To set this up -- I'd been driving manuals ever since buying my first car, a Honda Civic, in 1990. My wife and I got two new Hondas last spring, a CR-V and a Civic hatchback. Both have CVTs; the CR-V's forward "gears" are Drive, Sport, and Low, while the Civic, in its Sport Touring trim, has Drive and Sport plus paddle shifters.
For the past two weeks, we've been visiting our parents back home while Mom recovers from knee surgery. I've been driving their Chevy HHR and Subaru Forester, both with traditional slushbox automatics (at least the Forester has a "sport" mode with which you can manually select gears).
I've forgotten how annoying it is to have a transmission hunt for gears when I don't want it to shift at all. Say I'm going downhill and don't need to accelerate -- the Subaru upshifts to make me go faster even though I'm off the throttle. The CVTs in our Hondas can hold a gear, or even "downshift" (easy to do on demand with the Civic's paddles), to use engine braking to regulate speed.
The programming on the Subie's transmission sucks, too. It'll let the revs hang for a full second after lifting off the throttle. If I want to accelerate, sometimes it'll respond, sometimes it won't.

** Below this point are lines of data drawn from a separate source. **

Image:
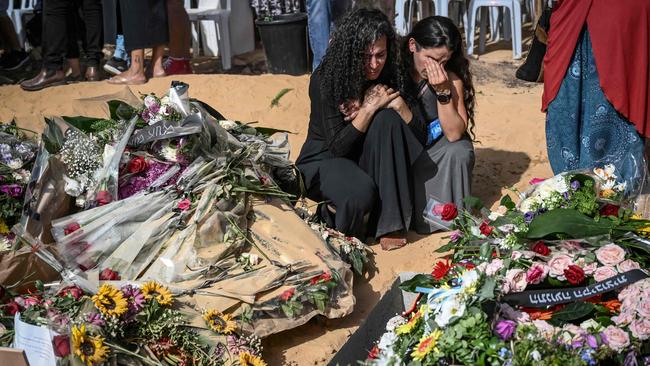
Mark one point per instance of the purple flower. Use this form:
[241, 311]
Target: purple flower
[505, 329]
[528, 217]
[592, 341]
[95, 319]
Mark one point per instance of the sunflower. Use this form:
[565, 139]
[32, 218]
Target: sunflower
[248, 359]
[90, 350]
[155, 291]
[427, 344]
[110, 301]
[219, 322]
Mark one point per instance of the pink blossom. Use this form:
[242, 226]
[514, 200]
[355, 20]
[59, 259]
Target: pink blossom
[603, 273]
[640, 329]
[617, 338]
[558, 264]
[610, 254]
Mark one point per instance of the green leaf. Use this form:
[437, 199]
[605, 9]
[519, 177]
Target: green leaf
[569, 222]
[573, 311]
[420, 280]
[507, 202]
[473, 202]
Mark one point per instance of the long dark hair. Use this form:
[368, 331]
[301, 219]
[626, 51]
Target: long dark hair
[342, 71]
[437, 31]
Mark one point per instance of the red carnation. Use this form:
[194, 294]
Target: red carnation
[71, 228]
[449, 212]
[109, 275]
[486, 229]
[137, 165]
[574, 274]
[103, 198]
[441, 269]
[61, 345]
[609, 210]
[11, 308]
[541, 248]
[288, 294]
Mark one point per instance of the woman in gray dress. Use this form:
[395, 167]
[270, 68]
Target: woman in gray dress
[438, 78]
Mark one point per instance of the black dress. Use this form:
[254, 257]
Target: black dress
[142, 22]
[366, 176]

At part throttle, it'll upshift with a jerk.
Almost NONE of these annoyances happen with our new CVTs. Although I'm still getting used to accelerating while hearing the engine revs stay the same, it makes technical sense to use the engine's optimal RPM range for power (whether you want more power or less) and adjust the transmission continuously to match road speed. Traditional "stepped gearing" automatics, whether we realized it or not, were always a workaround to accommodate the combustion engine's unequal power curve. With a CVT, when you want max power, the ECU can park the engine right at its power peak, and let the transmission handle the acceleration in road speed. With a traditional automatic, the engine still has to transition into and out of its powerband.
I'd still rather own a manual transmission again. But for now, I really miss my CVT.